Personal information
- Date of birth: 22 April 1969 (age 56)
- Place of birth: South Africa
- Original team(s): Morningside
- Debut: 1988, Hawthorn vs. North Melbourne, at the MCG
- Height: 202 cm (6 ft 8 in)
- Weight: 120 kg (265 lb)

Playing career^{1}
- Years: Club / Games (Goals)
- 1988–1998: Hawthorn / 146 (30)
- ^{1} Playing statistics correct to the end of 1998.

Career highlights
- 1991 Premiership player

= Stephen Lawrence (footballer) =

Australian rules footballer

Stephen Lawrence (born 22 April 1969) is a former Australian rules footballer who played for Hawthorn in the Australian Football League.

==Early life==
Lawrence was born in 1969 to Jennifer and Godfrey Lawrence in South Africa. His father, originally from Southern Rhodesia had played Test cricket for South Africa during the early 1960s. The family moved to Australia in the 1970s, initially to Wollongong, then to Brisbane.

==Playing career==
Lawrence took up Australian rules football with Mount Gravatt. He later played for Morningside before joining Hawthorn in 1987.

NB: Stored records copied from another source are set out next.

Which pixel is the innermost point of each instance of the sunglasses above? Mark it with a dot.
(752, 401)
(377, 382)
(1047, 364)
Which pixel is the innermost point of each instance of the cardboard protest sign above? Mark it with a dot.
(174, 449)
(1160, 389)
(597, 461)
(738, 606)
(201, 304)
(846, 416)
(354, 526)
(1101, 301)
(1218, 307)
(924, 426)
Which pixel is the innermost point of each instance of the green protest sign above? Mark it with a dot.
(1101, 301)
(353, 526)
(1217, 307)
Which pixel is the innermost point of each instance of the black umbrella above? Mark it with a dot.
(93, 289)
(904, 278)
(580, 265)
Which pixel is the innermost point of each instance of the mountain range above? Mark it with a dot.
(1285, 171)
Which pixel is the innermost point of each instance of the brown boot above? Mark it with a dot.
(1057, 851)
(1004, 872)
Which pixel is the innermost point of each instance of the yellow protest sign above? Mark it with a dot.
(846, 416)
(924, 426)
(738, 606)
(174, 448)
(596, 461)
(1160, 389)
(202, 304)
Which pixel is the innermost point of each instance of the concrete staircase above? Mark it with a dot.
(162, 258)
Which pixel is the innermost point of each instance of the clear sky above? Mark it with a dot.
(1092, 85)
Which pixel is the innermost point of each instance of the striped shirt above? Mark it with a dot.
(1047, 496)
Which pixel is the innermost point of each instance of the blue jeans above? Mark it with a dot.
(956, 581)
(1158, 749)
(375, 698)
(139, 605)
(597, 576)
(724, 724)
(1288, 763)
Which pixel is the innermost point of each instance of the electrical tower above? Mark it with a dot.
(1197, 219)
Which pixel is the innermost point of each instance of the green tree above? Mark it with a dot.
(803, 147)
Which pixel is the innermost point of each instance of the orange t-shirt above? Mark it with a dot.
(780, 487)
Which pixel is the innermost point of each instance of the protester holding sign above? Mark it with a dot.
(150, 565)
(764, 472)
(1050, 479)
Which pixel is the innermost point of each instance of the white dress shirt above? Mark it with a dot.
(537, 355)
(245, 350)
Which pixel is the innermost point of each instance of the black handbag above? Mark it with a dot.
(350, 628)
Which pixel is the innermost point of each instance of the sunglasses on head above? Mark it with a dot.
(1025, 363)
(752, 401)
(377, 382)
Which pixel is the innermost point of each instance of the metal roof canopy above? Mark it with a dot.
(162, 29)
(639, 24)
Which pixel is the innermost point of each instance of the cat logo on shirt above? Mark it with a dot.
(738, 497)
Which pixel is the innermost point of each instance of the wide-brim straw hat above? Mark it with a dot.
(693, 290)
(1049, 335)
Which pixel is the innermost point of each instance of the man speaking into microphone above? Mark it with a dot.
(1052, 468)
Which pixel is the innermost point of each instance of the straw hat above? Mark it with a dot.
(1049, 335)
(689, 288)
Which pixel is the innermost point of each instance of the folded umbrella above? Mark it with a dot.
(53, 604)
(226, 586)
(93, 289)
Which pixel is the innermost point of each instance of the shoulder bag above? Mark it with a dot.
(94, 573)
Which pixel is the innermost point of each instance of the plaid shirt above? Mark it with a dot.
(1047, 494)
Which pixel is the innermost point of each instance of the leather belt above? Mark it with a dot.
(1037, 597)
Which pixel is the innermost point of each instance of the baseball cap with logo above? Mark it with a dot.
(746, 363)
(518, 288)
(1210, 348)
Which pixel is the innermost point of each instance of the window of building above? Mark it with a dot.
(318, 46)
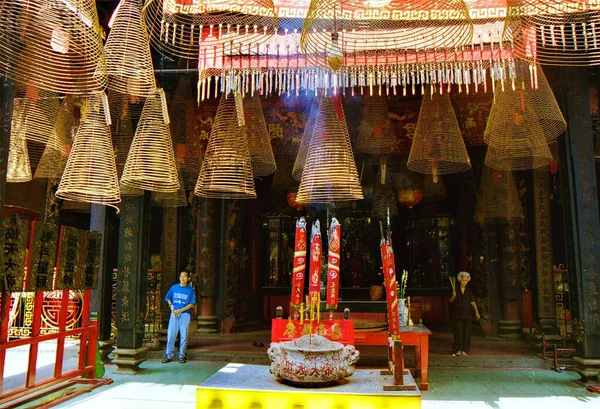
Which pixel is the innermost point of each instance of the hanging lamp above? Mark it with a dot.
(128, 58)
(259, 141)
(438, 147)
(329, 174)
(226, 171)
(91, 174)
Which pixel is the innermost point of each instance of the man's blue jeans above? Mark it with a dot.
(179, 323)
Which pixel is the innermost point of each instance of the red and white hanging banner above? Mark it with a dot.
(333, 265)
(389, 272)
(314, 286)
(299, 264)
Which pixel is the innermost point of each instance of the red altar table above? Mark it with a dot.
(336, 330)
(414, 335)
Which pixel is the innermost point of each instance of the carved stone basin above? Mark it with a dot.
(312, 360)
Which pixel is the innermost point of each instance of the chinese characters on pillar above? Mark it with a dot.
(43, 257)
(14, 241)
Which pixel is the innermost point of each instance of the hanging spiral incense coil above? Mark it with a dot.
(185, 132)
(554, 32)
(128, 58)
(438, 147)
(91, 174)
(226, 171)
(498, 199)
(305, 141)
(18, 166)
(329, 174)
(514, 133)
(151, 161)
(224, 25)
(375, 133)
(259, 140)
(335, 31)
(54, 45)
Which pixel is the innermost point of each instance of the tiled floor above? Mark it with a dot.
(173, 386)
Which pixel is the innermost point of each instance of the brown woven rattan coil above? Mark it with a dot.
(438, 147)
(259, 140)
(180, 31)
(329, 174)
(54, 45)
(226, 171)
(18, 166)
(305, 141)
(91, 174)
(554, 32)
(128, 59)
(335, 31)
(151, 161)
(514, 132)
(375, 134)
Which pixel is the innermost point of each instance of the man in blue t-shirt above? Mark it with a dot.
(181, 300)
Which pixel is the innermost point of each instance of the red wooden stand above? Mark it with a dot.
(88, 333)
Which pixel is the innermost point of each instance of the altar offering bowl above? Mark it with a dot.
(312, 360)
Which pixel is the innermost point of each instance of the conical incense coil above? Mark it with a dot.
(91, 174)
(128, 58)
(54, 159)
(259, 141)
(223, 25)
(375, 133)
(335, 31)
(554, 32)
(18, 166)
(41, 116)
(305, 142)
(54, 45)
(498, 199)
(330, 171)
(151, 161)
(185, 132)
(438, 147)
(514, 133)
(227, 168)
(384, 199)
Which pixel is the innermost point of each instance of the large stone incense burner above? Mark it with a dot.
(312, 360)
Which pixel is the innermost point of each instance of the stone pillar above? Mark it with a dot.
(131, 283)
(510, 286)
(254, 262)
(168, 260)
(101, 220)
(7, 97)
(578, 179)
(206, 256)
(543, 250)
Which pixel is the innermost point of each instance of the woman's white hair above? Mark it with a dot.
(463, 273)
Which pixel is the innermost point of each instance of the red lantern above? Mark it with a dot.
(291, 200)
(410, 196)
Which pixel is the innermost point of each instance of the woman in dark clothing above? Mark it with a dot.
(464, 303)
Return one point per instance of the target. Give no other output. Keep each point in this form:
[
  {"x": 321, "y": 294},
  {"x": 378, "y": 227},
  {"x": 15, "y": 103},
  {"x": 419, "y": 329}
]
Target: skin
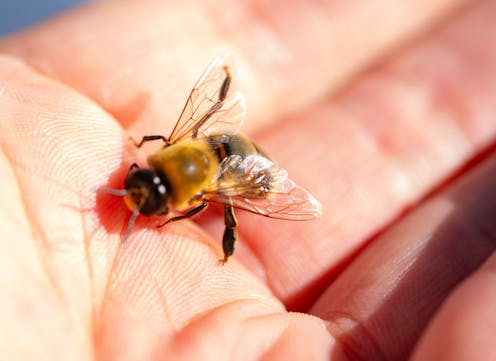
[{"x": 388, "y": 119}]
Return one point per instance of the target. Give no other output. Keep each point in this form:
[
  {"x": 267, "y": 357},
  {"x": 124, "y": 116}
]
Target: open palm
[{"x": 368, "y": 280}]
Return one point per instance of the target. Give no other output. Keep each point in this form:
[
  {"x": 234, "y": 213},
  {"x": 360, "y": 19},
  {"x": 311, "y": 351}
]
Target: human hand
[{"x": 367, "y": 279}]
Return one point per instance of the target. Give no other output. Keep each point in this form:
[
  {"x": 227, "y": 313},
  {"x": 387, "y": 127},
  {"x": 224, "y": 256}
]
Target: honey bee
[{"x": 206, "y": 160}]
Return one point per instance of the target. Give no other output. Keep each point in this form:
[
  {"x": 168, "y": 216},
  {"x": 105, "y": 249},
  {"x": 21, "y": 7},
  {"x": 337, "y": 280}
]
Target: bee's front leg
[{"x": 230, "y": 234}]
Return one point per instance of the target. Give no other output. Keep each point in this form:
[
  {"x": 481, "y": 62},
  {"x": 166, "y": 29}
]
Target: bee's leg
[
  {"x": 230, "y": 234},
  {"x": 131, "y": 167},
  {"x": 148, "y": 138},
  {"x": 224, "y": 88},
  {"x": 188, "y": 214}
]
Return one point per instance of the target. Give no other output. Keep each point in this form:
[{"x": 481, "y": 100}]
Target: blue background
[{"x": 16, "y": 14}]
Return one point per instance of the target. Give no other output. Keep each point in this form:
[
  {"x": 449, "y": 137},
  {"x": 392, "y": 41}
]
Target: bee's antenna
[{"x": 114, "y": 192}]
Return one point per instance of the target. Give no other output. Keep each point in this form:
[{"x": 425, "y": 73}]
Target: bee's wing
[
  {"x": 254, "y": 184},
  {"x": 203, "y": 112}
]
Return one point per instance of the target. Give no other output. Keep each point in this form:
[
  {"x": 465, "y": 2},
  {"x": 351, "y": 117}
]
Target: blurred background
[{"x": 15, "y": 15}]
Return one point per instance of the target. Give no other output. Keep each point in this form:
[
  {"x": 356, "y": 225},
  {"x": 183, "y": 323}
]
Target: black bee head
[{"x": 146, "y": 191}]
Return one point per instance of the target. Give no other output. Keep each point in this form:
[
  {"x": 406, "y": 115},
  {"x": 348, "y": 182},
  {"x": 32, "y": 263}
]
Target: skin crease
[{"x": 401, "y": 119}]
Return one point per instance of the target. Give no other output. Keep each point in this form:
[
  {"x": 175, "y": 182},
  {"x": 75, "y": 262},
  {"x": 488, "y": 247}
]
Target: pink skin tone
[{"x": 386, "y": 113}]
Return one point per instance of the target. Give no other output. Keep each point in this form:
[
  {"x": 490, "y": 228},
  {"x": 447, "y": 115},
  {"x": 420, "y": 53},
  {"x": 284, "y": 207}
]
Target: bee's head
[{"x": 145, "y": 191}]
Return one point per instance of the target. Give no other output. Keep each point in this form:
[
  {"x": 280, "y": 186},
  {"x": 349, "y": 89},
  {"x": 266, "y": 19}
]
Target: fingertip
[{"x": 463, "y": 329}]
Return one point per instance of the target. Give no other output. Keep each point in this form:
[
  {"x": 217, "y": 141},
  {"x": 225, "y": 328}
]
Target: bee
[{"x": 206, "y": 160}]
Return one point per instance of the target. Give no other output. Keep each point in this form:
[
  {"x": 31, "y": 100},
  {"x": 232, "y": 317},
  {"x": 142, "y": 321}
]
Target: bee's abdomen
[
  {"x": 235, "y": 144},
  {"x": 250, "y": 182}
]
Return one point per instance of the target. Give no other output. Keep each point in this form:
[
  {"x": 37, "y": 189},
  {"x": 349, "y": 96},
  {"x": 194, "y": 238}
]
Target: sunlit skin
[{"x": 400, "y": 154}]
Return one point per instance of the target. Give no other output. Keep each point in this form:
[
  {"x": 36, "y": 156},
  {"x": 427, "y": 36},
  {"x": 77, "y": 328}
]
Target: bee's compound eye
[{"x": 146, "y": 191}]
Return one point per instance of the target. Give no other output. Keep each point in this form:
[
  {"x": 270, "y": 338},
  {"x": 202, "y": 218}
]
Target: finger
[
  {"x": 97, "y": 291},
  {"x": 463, "y": 327},
  {"x": 140, "y": 60},
  {"x": 383, "y": 301},
  {"x": 44, "y": 256},
  {"x": 375, "y": 150}
]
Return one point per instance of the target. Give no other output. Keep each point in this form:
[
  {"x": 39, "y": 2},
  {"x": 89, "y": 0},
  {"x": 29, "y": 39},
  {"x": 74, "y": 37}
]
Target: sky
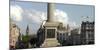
[{"x": 34, "y": 13}]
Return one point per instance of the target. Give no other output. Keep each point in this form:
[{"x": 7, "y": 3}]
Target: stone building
[{"x": 14, "y": 34}]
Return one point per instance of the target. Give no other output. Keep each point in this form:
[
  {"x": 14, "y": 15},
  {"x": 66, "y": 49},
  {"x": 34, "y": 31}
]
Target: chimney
[{"x": 50, "y": 13}]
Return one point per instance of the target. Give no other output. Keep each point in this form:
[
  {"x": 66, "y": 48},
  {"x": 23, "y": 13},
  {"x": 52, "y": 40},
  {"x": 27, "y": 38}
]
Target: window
[{"x": 50, "y": 33}]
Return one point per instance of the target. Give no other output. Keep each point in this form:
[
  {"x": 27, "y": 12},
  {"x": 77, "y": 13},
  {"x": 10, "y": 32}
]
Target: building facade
[
  {"x": 14, "y": 34},
  {"x": 87, "y": 32}
]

A ruckman throughout his career, he debuted at centre half forward in 1988 and kicked 5 goals against North Melbourne in his first game. The following week he was injured and didn't play again that year.

He started to get a regular game in 1990 as back-up for Greg Dear, and after Dear was injured during the 1991 pre-season he became number one ruckman. He played in the State of Origin and won best player of the finals in 1991.

Lawrence retired towards the end of the 1998 AFL season.